In dem dortigen Verfahren ging es darum, dass dem Betroffenen in einem Bußgeldverfahren eine Geschwindigkeitsüberschreitung vorgeworfen wurde, was durch das mobile Messgerät des Typs PoliScan Speed M1 der Firma Vitronic gemessen wurde.

Im Bußgeldverfahren beantragte die Rechtsanwältin des Betroffenen Akteneinsicht und unter anderem die Vorlage der Wartungs- und Instandsetzungsunterlagen des Messgeräts, die nicht Bestandteil der Bußgeldakte sind. Dieser Antrag wurde vom Amtsgericht abgelehnt und der Beschwerdeführer verurteilt, der Antrag auf Rechtsbeschwerde war ebenfalls erfolglos. Dagegen erhob der Beschwerdeführer Verfassungsbeschwerde.

Er machte unter anderem geltend, die Nichtüberlassung der Wartungs- und Instand-setzungsunterlagen des Messgeräts sowie bestimmter Messdaten – weiter gefordert wurden die Falldatensätze der gesamten Messreihe einschließlich der Statistikdatei und Case-List – verstoße gegen Verfassungsgrundrechte der Landesverfassung. Erfolgreich.

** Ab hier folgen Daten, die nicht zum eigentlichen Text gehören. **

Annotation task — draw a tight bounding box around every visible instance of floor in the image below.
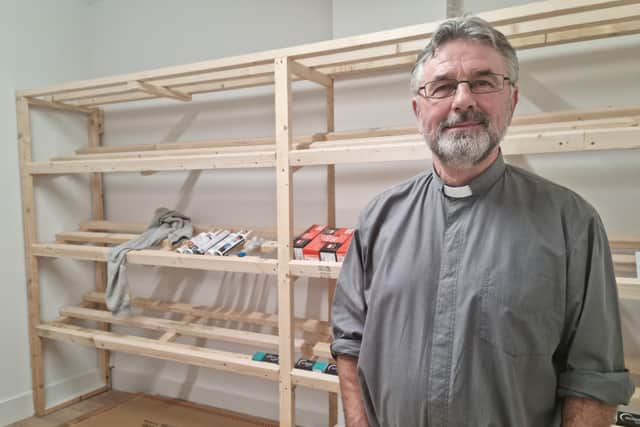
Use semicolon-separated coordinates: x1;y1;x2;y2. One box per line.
6;390;131;427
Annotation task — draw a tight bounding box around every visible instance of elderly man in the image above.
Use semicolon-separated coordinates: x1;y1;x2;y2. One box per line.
332;17;633;427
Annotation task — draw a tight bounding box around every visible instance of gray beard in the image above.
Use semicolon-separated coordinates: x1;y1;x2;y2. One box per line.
424;111;506;169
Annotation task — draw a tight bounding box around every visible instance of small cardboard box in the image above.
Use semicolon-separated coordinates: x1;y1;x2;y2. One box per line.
320;228;354;261
293;224;326;259
336;228;356;262
302;228;339;261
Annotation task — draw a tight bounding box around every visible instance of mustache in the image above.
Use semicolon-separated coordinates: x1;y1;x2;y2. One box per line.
438;110;489;132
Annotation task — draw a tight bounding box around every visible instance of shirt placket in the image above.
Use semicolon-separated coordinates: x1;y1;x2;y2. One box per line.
427;196;471;427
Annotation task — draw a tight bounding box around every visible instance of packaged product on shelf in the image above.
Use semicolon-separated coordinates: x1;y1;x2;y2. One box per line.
293;224;326;259
615;411;640;427
302;227;354;261
176;230;229;255
294;359;328;372
207;230;251;256
251;351;280;365
238;236;264;257
320;228;355;261
302;227;338;261
324;363;338;375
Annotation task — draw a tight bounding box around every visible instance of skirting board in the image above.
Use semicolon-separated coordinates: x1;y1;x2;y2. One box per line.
0;369;104;426
112;365;343;427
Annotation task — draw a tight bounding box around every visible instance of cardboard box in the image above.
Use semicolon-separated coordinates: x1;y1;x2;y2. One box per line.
293;224;326;259
302;227;339;261
336;228;356;262
65;394;278;427
320;228;355;262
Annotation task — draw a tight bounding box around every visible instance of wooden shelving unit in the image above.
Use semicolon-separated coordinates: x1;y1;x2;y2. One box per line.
16;0;640;426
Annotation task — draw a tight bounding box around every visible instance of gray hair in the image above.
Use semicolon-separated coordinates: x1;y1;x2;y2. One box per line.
410;15;519;95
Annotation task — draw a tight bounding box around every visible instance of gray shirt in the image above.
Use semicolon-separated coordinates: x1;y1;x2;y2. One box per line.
331;156;633;427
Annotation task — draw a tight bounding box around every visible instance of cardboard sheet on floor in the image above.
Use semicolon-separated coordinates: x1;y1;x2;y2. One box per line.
65;394;278;427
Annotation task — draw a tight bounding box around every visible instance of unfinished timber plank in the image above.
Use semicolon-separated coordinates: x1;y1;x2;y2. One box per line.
289;61;333;88
274;57;296;427
158;314;198;342
37;324;279;381
127;80;191;101
60;307;310;351
289;260;342;279
84;292;330;341
19;0;634;100
616;277;640;301
87;109;111;387
16;98;45;416
56;231;138;245
27;98;96;114
31;243;278;274
75;137;275;154
324;81;338;427
291;369;340;393
313;342;333;359
80;221;290;239
26;151;275;175
289;127;640;166
56;145;275;161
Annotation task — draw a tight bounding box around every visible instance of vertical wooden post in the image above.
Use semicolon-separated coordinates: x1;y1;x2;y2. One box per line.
16;97;45;416
89;109;111;388
326;81;338;427
274;57;295;427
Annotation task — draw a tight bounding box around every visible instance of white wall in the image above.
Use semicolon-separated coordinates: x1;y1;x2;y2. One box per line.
0;0;640;425
0;0;95;425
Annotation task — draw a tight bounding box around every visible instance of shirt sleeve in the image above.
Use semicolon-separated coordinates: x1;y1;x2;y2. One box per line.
331;229;367;359
558;213;634;405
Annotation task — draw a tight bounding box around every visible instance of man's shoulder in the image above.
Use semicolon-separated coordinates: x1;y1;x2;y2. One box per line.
361;171;433;216
506;165;597;216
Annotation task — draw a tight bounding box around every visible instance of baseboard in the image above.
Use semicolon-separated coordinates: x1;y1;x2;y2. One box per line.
0;369;104;426
113;365;340;427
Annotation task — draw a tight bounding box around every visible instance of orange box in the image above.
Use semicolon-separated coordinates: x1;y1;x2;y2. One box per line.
336;228;356;262
302;228;339;261
293;224;327;259
320;228;355;261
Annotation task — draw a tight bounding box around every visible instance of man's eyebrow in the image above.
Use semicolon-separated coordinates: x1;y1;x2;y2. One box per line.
429;68;498;82
430;74;455;82
471;68;496;77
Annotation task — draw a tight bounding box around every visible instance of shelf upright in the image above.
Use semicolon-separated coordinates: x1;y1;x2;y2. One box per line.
89;108;111;389
274;57;295;427
325;79;338;427
16;97;46;416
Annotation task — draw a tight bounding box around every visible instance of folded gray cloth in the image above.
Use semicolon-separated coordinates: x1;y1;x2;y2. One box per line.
105;208;193;315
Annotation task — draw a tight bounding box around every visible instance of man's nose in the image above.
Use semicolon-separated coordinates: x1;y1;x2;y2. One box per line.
451;82;476;111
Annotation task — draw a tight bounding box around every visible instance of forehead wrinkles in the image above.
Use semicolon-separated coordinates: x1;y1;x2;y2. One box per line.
424;40;506;77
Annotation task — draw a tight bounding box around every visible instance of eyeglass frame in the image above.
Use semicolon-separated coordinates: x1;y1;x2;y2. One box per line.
416;73;514;99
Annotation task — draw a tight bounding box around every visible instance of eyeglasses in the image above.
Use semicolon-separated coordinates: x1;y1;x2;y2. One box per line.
418;73;512;99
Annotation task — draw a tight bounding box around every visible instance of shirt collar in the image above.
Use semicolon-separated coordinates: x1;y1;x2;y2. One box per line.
433;151;505;199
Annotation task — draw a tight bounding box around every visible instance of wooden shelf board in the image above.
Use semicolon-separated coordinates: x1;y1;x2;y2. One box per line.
289;260;342;279
616;277;640;301
18;0;638;105
36;324;279;381
60;307;325;352
289;126;640;166
84;292;330;341
26;151;275;175
31;243;278;274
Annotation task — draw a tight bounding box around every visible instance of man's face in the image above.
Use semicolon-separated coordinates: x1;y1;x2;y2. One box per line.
413;40;518;169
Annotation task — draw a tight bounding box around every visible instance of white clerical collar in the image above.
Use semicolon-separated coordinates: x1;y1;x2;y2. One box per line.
442;184;473;199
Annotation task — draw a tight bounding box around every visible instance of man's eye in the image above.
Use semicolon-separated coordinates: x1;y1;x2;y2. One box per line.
431;82;456;95
471;79;496;89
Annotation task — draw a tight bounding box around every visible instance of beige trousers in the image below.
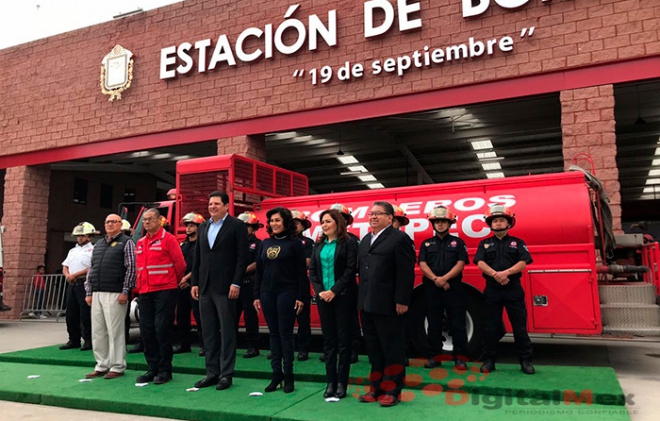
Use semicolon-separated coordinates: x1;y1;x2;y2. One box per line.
92;292;128;373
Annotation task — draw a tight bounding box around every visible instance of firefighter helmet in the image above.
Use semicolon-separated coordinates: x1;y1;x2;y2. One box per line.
237;211;264;229
181;212;204;225
426;205;456;224
330;203;353;226
485;204;516;228
291;209;312;230
71;222;99;237
392;205;410;227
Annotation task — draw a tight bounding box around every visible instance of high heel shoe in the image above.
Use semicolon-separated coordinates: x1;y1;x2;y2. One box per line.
264;373;284;392
323;383;335;398
283;373;295;393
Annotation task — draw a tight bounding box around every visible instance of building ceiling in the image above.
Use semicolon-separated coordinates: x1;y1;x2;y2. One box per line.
52;81;660;217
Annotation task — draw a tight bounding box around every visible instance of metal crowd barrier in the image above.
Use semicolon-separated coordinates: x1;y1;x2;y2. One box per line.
18;275;68;322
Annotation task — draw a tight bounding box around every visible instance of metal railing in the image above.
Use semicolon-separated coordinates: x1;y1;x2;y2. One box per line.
18;275;68;322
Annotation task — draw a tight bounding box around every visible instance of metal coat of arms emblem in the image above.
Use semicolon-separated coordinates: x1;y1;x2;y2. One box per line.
101;45;133;101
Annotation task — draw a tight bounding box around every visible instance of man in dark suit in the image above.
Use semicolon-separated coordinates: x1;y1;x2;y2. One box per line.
190;191;249;390
358;202;415;406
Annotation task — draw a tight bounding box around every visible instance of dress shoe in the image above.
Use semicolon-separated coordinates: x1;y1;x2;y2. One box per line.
378;395;401;408
215;377;233;390
60;341;80;351
243;348;260;358
195;376;218;389
358;392;378;403
85;370;108;379
424;358;442;368
520;360;536;374
264;373;284;392
282;373;295;393
103;371;124;380
454;358;467;371
172;345;191;354
135;370;156;383
126;342;144;354
335;383;346;399
479;360;495;373
323;383;335;398
154;373;172;384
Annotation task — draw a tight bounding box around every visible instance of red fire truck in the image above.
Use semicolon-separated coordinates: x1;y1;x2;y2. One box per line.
139;155;660;355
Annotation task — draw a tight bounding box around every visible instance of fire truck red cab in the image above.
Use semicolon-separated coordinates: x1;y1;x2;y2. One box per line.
146;155;660;356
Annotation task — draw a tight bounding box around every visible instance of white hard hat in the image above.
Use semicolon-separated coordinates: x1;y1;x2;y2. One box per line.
71;222;99;236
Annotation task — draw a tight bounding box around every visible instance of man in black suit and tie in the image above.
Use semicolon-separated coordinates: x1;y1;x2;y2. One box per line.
358;202;415;406
190;191;249;390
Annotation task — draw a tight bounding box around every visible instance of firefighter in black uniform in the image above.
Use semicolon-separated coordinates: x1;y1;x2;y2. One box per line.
291;209;314;361
419;206;469;370
330;203;362;364
474;205;535;374
173;212;205;357
236;212;264;358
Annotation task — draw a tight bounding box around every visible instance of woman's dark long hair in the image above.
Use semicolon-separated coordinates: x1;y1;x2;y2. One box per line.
316;209;348;243
266;206;296;237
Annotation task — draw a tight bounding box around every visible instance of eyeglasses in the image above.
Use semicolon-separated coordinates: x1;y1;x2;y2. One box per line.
369;212;389;216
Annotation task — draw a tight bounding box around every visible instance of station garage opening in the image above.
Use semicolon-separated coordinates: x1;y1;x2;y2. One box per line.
23;82;660;271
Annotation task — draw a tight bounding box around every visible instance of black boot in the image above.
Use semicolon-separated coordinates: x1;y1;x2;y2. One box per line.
323;383;335;398
335;383;346;399
283;373;295;393
264;373;284;392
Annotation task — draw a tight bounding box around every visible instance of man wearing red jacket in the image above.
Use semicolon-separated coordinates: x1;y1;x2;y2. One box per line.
135;209;186;384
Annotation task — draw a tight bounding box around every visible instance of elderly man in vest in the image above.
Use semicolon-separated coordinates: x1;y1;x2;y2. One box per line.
85;214;135;379
135;209;190;384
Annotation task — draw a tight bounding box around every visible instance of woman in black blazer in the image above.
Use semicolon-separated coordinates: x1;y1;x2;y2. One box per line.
309;209;358;398
254;207;309;393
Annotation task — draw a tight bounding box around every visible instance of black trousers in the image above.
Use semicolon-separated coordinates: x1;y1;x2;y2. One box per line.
360;311;406;397
261;288;296;374
188;288;204;348
236;281;259;348
66;283;92;344
138;289;178;374
176;288;192;346
317;294;357;386
481;284;532;361
199;288;237;377
424;280;468;358
296;297;312;352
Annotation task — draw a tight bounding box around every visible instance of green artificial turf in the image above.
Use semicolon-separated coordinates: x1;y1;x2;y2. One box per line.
0;346;625;405
0;362;630;421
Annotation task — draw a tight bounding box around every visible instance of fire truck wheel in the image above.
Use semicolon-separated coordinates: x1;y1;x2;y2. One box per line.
406;285;483;359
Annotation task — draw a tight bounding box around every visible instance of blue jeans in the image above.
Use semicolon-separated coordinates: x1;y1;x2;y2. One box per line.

Der VerfGH Koblenz kam zum Ergebnis, dass der Betroffene in seinem Recht auf ein faires Verfahren verletzt wurden. Dieses besagt, dass der Betroffene das Recht hat, in tatsächlich vorhandene Unterlagen über Messgerät und Geschwindigkeitsmessung Einsicht zu nehmen. Dadurch kann zwischen der Behörde und dem Betroffenen die auch vom BVerfG zugesprochene „Waffengleichheit“ hergestellt werden, weil nur so der Betroffene die Möglichkeit hat, die Messung und das Ergebnis selbst zu untersuchen und Entlastungsbeweise zu finden, ggfs. mit Hilfe eines eigens beauftragten Sachverständigen.

Dieses Einsichtsrecht setzt jedoch voraus, dass der Betroffene die begehrten Informationen hinreichend konkret benennt und dass die geforderten Unterlagen einen sachlichen und zeitlichen Zusammenhang mit dem jeweiligen Ordnungswidrigkeitenvorwurf sowie eine erkennbare Relevanz für die Verteidigung aufweist.

Bei Wartungs- und Instandsetzungsunterlagen des Messgeräts sind nach Ansicht des VerfGH Koblenz diese Voraussetzungen erfüllt.

Diese Rechtsprechung verdeutlicht einmal mehr das umfassende und verfassungsrechtlich geschützte Akteneinsichtsrecht des Betroffenen und seines Rechtsbeistands in die jeweiligen Falldaten, auch wenn es „nur“ um Geschwindigkeits- oder Rotlichtverstöße geht. Dies gilt nicht nur für Rheinland-Pfalz, sondern für das gesamte Bundesgebiet.